Published On: Jan 30 2013 02:44:12 PM CST
Updated On: Jan 10 2013 07:11:24 PM CST
JANESVILLE, Wis. -

Almost two years after Act 10 was introduced, the controversial law is still creating questions for teachers and school district administrators.

The Janesville teachers union said teachers dealing with uncertainty about benefits are considering retirement.

The Janesville Education Association estimates 10 percent of the district's teachers could be retiring at the end of the school year.

After 23 years on the job, fifth-grade teacher Kimberly Bern may leave the classroom. She said uncertainty about benefits after June has her considering retirement.

"My husband is self-employed.
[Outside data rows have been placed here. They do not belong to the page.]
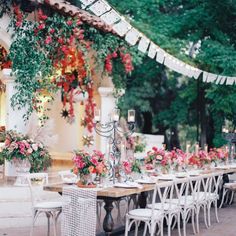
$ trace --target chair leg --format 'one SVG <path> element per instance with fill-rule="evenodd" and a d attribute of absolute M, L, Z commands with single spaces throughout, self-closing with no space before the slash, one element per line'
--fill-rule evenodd
<path fill-rule="evenodd" d="M 232 195 L 231 195 L 231 198 L 230 198 L 230 201 L 229 201 L 229 205 L 231 205 L 233 203 L 233 200 L 234 200 L 234 191 L 232 191 Z"/>
<path fill-rule="evenodd" d="M 134 231 L 134 236 L 138 236 L 138 221 L 135 221 L 135 231 Z"/>
<path fill-rule="evenodd" d="M 207 205 L 208 226 L 211 226 L 211 203 Z"/>
<path fill-rule="evenodd" d="M 125 236 L 128 236 L 129 234 L 129 218 L 126 216 L 126 221 L 125 221 Z"/>
<path fill-rule="evenodd" d="M 46 216 L 47 216 L 47 221 L 48 221 L 48 232 L 47 232 L 47 236 L 50 235 L 50 213 L 49 212 L 46 212 L 45 213 Z"/>
<path fill-rule="evenodd" d="M 219 217 L 218 217 L 218 208 L 217 208 L 217 200 L 214 202 L 215 205 L 215 215 L 216 215 L 216 222 L 219 223 Z"/>
<path fill-rule="evenodd" d="M 181 230 L 180 230 L 180 212 L 177 215 L 177 227 L 178 227 L 178 234 L 181 236 Z"/>
<path fill-rule="evenodd" d="M 57 236 L 56 213 L 52 213 L 53 235 Z"/>
<path fill-rule="evenodd" d="M 37 219 L 39 215 L 39 212 L 38 211 L 33 211 L 33 216 L 32 216 L 32 225 L 31 225 L 31 229 L 30 229 L 30 236 L 33 236 L 34 235 L 34 223 Z"/>
<path fill-rule="evenodd" d="M 192 209 L 192 219 L 191 219 L 191 221 L 192 221 L 192 227 L 193 227 L 193 233 L 194 234 L 196 234 L 196 228 L 195 228 L 195 210 L 194 209 Z M 186 235 L 186 234 L 185 234 Z"/>
<path fill-rule="evenodd" d="M 207 208 L 207 205 L 204 205 L 203 206 L 203 212 L 204 212 L 204 222 L 205 222 L 205 225 L 206 225 L 206 228 L 208 228 L 208 223 L 207 223 L 207 212 L 206 212 L 206 209 Z"/>
<path fill-rule="evenodd" d="M 143 236 L 147 234 L 147 223 L 144 225 Z"/>
<path fill-rule="evenodd" d="M 197 207 L 197 208 L 196 208 L 197 233 L 199 233 L 199 212 L 200 212 L 200 207 Z"/>
<path fill-rule="evenodd" d="M 223 188 L 223 194 L 222 194 L 222 198 L 221 198 L 220 208 L 221 208 L 221 207 L 223 206 L 223 204 L 224 204 L 225 194 L 226 194 L 226 189 Z"/>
I carry the insurance, and I need to have that health care information piece before I make my decision," Bern said.

Dave Parr, president of the Janesville Education Association, said as many as 75 teachers have come to him looking for advice, but with contract talks stalled he has few answers.

"We don't have a contract after July 1. We know the school board isn't interested in talking to us about that," Parr said. "Right now, it looks more favorable for you to retire, and that's disappointing."

"The board politely notified the union we're going to wait until we know more things with the law," Janesville School Board President Bill Sodemann said.

Sodemann said he hopes the district won't lose good educators as a result of Act 10 remaining in legal limbo.

"I think those changes are going to be minor compared to other things that are more important. Are you still effective at your job? Do you enjoy doing it and working with the kids? If you do, please stay. Again, we're not trying to push anyone away," Sodemann said.

Bern said she and other staffers will have to wait for answers.

"I don't want to retire," Bern said. "I love coming to work every day. I would miss that interaction with the students, and I feel like I can still make a difference in children's lives."

So far, about 20 teachers have decided to retire at the end of the school year. It's unclear how many were motivated by this uncertainty over benefits.

Teachers have until April 15 to submit paperwork for retirement.

The Janesville Education Association estimates the district will see more retirements if there isn't a contract in place by then.